Proof of the Monistic Theory.—On the other hand, under the disguise of living forms, the physiologist recognizes the existence of an identical basis. His trained ear marks amid the overcharged instrumentation of the vital work the recognizable undertones of a constant theme. It was the work of Claude Bernard to bring this common basis to light. He shows that plants live as animals do, that they breathe, digest, have sensory reactions, move essentially like animals, destroy and build up in the same manner the immediate chemical principles.
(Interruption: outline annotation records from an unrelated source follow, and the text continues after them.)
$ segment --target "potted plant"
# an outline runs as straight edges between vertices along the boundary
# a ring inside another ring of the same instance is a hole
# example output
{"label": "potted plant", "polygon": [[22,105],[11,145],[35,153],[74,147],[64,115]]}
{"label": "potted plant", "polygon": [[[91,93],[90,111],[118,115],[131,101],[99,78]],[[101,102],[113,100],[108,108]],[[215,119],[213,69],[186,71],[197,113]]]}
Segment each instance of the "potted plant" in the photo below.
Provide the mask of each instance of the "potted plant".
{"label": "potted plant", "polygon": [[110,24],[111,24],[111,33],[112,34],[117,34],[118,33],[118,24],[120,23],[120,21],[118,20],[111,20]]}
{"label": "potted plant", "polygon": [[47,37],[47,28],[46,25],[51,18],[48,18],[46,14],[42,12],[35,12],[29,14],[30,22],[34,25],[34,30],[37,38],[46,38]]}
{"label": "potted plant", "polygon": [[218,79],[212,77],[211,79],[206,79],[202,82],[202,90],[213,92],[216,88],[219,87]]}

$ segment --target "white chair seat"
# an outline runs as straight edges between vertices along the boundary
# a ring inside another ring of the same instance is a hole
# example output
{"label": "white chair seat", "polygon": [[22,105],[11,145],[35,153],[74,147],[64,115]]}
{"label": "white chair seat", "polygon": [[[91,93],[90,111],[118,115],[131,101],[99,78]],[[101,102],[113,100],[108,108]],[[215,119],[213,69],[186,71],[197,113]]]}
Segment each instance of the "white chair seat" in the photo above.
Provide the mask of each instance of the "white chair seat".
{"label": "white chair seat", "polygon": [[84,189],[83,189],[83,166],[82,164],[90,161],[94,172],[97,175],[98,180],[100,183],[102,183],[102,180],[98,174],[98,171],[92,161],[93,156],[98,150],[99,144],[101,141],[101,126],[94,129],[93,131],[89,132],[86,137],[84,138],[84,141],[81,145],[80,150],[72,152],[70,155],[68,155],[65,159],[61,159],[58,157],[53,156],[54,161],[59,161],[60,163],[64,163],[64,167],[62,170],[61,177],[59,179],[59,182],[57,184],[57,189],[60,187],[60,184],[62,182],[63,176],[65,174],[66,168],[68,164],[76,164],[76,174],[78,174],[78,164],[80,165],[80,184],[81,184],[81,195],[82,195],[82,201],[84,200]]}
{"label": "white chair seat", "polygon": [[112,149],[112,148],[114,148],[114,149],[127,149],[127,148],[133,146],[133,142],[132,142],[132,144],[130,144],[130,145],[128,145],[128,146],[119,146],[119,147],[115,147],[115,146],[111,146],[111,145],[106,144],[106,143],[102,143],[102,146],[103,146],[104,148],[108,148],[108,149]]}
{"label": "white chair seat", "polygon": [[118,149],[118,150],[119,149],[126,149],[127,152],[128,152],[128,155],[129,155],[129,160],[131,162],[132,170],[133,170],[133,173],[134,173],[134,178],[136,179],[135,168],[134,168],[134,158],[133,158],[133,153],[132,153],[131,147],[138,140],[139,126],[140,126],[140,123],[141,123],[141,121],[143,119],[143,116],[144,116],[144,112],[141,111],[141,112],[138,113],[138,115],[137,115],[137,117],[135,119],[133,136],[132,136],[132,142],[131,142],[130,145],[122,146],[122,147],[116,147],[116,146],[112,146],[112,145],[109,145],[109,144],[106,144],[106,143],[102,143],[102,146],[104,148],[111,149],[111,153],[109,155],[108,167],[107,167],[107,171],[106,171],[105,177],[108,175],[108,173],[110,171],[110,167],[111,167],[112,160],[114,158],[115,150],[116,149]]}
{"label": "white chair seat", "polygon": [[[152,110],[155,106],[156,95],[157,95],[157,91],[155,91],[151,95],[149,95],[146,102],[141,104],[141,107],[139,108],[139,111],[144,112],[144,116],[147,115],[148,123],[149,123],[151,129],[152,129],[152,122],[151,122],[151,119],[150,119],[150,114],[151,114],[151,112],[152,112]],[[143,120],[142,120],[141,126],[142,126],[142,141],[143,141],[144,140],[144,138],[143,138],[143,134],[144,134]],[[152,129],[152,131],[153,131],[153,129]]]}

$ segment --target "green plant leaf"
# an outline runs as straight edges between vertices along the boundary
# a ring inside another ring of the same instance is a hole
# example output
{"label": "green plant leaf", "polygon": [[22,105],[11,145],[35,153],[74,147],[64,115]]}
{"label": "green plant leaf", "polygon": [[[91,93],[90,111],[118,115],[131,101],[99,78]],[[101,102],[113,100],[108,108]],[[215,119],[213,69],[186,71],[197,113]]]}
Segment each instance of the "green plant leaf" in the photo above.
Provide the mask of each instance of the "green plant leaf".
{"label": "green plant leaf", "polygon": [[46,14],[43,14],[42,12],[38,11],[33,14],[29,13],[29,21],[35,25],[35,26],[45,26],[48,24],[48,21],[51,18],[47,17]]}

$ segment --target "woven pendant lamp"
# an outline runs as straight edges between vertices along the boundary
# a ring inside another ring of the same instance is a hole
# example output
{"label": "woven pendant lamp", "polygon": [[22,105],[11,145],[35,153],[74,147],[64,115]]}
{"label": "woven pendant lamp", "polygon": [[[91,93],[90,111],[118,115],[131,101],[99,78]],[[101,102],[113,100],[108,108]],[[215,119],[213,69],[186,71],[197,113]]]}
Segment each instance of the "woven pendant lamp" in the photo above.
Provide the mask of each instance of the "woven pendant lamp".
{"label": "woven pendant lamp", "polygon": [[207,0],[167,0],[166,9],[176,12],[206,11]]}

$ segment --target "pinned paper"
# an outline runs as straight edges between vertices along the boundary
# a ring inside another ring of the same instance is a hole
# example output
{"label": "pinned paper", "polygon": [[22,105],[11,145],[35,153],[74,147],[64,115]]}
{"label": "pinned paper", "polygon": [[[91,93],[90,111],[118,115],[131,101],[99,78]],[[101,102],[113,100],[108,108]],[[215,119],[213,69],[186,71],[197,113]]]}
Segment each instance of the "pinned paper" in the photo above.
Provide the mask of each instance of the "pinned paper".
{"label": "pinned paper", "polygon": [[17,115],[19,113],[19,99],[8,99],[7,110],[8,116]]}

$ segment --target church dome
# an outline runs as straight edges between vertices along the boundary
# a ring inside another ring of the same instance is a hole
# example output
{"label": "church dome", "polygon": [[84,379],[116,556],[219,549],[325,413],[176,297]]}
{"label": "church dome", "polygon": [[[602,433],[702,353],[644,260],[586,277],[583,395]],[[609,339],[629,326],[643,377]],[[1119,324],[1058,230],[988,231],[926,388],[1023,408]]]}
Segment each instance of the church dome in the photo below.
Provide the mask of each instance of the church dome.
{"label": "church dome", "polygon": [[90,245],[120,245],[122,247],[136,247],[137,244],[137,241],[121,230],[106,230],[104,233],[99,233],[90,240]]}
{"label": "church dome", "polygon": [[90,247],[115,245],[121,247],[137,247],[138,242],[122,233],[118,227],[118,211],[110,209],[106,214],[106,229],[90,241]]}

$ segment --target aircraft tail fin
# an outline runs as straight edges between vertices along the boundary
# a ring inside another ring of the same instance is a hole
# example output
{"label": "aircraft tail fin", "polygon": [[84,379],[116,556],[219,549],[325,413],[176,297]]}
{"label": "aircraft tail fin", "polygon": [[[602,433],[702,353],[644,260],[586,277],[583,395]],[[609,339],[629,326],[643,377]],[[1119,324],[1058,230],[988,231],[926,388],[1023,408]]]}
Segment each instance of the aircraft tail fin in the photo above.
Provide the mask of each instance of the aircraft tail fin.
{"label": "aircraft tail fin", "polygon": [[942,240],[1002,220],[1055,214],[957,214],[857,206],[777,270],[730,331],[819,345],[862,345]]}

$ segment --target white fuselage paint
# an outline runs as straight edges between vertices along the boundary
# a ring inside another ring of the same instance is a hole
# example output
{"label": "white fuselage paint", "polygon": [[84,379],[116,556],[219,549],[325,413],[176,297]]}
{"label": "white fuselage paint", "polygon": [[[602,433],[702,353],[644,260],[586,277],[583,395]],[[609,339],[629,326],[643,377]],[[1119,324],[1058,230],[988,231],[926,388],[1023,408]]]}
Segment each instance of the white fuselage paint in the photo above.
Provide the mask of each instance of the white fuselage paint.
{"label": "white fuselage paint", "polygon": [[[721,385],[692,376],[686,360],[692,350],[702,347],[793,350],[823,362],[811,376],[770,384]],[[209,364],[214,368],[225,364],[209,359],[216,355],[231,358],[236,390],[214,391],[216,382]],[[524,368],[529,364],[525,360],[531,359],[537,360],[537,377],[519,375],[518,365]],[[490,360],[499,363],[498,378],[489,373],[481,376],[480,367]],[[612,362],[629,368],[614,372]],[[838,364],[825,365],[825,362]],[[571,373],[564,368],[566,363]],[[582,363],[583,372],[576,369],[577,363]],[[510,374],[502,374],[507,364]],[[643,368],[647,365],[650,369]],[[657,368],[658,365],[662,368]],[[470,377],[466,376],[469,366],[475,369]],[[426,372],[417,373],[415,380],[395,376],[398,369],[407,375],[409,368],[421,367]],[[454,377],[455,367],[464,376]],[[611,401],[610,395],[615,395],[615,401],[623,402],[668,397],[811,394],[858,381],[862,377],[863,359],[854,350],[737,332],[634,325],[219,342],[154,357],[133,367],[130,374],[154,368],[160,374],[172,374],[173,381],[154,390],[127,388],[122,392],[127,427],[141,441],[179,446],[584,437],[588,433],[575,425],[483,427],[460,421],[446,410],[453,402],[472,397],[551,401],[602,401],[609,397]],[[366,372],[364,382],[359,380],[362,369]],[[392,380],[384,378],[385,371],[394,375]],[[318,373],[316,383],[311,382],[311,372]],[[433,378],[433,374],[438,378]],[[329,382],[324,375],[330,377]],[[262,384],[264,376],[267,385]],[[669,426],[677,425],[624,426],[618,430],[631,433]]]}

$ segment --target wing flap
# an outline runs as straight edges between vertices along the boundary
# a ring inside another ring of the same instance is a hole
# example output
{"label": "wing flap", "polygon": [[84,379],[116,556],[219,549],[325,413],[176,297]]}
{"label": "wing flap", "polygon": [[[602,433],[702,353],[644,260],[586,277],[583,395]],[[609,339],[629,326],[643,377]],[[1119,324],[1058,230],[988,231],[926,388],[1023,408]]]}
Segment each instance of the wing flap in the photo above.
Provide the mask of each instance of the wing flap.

For that purpose it was necessary to pass in review, examining them from their foundation and distinguishing the essential from the secondary, the different vital manifestations—digestion, respiration, sensibility, motility, and nutrition. This is what Claude Bernard did in his work Sur les Phénomènes de la vie communs aux animaux et aux plantes. We need only to sketch in broad outline the characteristic features of his lengthy demonstration.